Projeto de Inspeção municipal foi retirado da pauta de votações

Tornando-se lei, o documento acabará com a ‘zona de conforto’ do artesanato alimentar na Estância; o projeto estabelece inspeção em produtos de origem animal fabricados em Olímpia

No dia 18 passado, a Câmara Municipal da Estância Turística de Olímpia realizou uma Sessão Técnica para discutir especificamente o Projeto de Lei nº 5.458/2019, avulso nº 20/2019, de autoria do Executivo, que dispõe sobre a criação do Serviço de Inspeção Municipal de Produtos de Origem Animal "SIM/POA - OLÍMPIA", com a ausência apenas de Luiz Antonio Moreira Salata (PP) e Hélio Lisse Júnior (PSD).

O PL havia sido deliberado e foi para a pauta de votação, para primeira discussão e votação, na segunda-feira passada, 25. Porém, quando chegou sua vez o líder do prefeito na Casa de Leis, João Magalhães (MDB), sem dar maiores esclarecimentos, pediu o adiamento de votação do projeto por duas sessões. Portanto, ele deve voltar à pauta  no final de abril somente.

A equipe do Executivo ressaltou que esse projeto visa dar mais qualidade aos gêneros alimentícios fabricados em pequena escala em Olímpia, evitando maiores riscos de contaminação ou qualquer outro tipo de desconforto alimentar por falta de higiene no modo de fabricação destes produtos, aos consumidores.

Os pequenos comerciantes e fabricantes destes produtos que resolverem aderir ao SIM/POA serão beneficiados com um selo, mostrando que seus produtos são de qualidade garantida pelo município, podendo até ampliar o seu negócio para a região. Um detalhe ressaltado no encontro foi o de que não haverá obrigação destes artesãos alimentares possuírem o selo, mas também não poderão mais dispor de seus produtos de forma ampla.
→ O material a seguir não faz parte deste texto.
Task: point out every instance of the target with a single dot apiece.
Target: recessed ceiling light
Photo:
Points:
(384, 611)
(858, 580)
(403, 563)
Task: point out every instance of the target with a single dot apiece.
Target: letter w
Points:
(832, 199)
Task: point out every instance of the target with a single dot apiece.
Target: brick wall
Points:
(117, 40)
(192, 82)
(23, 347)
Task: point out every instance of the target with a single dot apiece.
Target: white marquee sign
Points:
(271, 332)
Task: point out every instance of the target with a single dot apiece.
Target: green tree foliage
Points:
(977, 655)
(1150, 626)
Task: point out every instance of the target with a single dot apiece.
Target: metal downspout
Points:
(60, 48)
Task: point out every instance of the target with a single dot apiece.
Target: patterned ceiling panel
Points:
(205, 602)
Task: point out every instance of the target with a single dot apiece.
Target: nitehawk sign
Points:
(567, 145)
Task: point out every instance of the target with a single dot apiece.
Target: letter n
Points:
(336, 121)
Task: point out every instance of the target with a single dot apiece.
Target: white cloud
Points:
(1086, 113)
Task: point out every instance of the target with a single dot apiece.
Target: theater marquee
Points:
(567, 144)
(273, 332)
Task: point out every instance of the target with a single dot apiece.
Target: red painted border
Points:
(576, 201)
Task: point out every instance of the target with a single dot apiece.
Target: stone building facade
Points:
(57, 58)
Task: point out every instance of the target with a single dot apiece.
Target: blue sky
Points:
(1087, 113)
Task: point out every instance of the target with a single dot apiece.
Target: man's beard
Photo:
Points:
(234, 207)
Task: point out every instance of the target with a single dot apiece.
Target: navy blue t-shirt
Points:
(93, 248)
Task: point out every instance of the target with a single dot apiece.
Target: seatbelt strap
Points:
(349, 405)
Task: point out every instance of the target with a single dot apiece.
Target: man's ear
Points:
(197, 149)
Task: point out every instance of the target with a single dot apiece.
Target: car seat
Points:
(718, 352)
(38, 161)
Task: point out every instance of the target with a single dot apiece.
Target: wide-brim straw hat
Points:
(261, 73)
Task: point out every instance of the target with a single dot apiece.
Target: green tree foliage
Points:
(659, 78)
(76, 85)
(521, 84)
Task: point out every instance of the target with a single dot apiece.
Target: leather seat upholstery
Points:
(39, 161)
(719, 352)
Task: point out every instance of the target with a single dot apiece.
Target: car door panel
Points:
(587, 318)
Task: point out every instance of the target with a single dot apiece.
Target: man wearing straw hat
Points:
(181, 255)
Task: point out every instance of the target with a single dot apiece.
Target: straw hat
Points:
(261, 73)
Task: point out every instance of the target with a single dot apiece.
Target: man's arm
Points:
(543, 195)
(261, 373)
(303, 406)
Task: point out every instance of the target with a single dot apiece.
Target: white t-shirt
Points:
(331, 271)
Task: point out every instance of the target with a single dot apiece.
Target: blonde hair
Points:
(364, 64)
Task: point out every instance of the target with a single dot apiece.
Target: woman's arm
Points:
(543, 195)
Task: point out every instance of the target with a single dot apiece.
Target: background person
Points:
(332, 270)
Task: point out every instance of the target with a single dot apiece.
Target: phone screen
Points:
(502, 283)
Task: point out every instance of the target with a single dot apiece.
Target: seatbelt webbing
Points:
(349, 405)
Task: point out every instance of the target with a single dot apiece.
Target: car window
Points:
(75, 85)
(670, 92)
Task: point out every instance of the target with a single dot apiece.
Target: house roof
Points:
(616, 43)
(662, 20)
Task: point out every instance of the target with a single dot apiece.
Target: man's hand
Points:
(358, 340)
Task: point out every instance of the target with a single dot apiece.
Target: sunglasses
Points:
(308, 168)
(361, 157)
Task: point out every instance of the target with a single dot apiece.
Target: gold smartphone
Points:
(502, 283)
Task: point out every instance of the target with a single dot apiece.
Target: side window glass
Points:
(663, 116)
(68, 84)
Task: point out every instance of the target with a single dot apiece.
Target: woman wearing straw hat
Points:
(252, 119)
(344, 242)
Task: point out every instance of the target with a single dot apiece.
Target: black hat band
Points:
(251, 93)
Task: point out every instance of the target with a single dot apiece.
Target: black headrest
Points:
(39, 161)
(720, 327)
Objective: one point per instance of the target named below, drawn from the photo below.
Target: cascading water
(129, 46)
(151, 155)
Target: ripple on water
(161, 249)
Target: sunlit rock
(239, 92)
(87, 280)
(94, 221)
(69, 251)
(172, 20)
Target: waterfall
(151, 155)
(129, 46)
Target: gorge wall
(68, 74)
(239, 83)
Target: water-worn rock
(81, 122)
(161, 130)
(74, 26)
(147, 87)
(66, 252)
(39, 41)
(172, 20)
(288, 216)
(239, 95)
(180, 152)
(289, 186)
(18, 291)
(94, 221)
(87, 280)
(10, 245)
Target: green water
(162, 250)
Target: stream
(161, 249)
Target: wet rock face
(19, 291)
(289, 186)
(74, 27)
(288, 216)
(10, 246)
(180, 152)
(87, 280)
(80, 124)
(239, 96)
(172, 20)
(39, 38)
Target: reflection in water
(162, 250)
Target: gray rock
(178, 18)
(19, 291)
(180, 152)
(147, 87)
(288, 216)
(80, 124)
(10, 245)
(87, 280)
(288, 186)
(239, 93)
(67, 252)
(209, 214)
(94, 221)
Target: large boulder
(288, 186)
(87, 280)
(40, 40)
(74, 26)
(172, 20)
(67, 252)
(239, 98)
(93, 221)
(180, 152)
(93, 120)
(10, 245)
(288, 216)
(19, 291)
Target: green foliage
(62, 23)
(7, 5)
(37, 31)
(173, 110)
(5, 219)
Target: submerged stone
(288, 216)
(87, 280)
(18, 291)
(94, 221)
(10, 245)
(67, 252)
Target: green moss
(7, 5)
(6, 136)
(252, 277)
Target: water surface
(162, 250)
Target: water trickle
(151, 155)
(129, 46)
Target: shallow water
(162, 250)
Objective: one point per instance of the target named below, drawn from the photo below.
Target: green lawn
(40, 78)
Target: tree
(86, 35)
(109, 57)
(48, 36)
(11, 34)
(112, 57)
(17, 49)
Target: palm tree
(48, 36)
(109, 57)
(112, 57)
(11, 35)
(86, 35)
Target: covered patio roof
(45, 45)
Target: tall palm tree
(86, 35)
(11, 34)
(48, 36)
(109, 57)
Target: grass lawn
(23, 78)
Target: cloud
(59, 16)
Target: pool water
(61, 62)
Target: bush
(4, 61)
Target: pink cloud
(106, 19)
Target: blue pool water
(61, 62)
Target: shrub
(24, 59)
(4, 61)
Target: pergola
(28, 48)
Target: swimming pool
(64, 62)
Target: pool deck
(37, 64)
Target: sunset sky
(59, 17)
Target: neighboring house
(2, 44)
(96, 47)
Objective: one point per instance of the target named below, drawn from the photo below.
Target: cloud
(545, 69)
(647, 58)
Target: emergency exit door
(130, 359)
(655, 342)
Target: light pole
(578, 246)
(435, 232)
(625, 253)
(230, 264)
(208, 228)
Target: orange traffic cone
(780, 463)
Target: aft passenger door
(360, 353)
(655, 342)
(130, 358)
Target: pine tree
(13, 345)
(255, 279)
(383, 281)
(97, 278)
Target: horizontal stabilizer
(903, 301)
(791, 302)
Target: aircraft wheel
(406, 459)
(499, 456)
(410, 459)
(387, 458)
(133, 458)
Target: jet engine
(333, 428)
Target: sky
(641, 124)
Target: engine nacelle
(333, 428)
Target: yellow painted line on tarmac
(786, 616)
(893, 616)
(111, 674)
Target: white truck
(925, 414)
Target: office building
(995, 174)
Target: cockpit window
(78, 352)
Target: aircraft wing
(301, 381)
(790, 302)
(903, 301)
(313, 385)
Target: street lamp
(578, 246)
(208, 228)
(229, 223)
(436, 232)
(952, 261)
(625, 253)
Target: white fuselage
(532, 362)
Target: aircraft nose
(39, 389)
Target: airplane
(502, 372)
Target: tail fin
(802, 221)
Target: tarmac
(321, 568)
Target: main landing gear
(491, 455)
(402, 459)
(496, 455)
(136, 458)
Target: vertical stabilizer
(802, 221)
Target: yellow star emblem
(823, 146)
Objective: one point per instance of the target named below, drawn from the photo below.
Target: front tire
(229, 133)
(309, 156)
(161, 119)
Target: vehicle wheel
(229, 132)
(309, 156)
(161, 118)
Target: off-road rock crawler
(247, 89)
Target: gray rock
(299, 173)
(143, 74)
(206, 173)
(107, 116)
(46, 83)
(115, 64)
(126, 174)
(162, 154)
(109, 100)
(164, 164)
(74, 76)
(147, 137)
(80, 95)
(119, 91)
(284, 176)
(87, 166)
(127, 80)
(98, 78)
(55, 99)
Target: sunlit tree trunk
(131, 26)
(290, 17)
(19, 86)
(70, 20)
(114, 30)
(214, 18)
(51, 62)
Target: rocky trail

“Podem continuar trabalhando, fabricando e vendendo nos moldes que já fazem, mas estarão sempre na clandestinidade e sujeito à fiscalização e autuação da Vigilância Sanitária”, orienta Edinei Queiroz, diretor da Vigilância Sanitária. Outro fator negativo é que estes produtos artesanais, sem o selo não poderão ser vendidos, por exemplo, para hotéis, pousadas, bares ou qualquer outro estabelecimento.

“Se forem encontrados produtos com estas características em supermercados, por exemplo, a Vigilância vai procurar o selo de Inspeção. Se não encontrar, o produto será apreendido e o estabelecimento, multado”, complementa Queiroz.

O fabricante de queijo, de linguiças, o manipulador do mel, etc., para se adequarem ao SIM/POA, terão que fazer adequações em seus locais de trabalho, higieniza-lo, e até comprar equipamento que por ventura não tenham para fabricar seu produto. E este ponto é o que vinha preocupando alguns vereadores. Há também a questão das taxas a serem pagas para a regularização. O temor é que isso afaste pequenos produtores do ofício, interferindo em sua renda doméstica.

Mas, a contrapartida, segundo o secretário Tarcísio Aguiar, é que estes produtores, com o selo, poderão ampliar seus negócios, abrir seu leque de clientes, porque vai poder atender toda a demanda de hotéis, pousadas, supermercados, feiras, etc. “Certificando os produtos, vamos atestar que aquele produto é de qualidade garantida, é seguro para o consumo”, disse.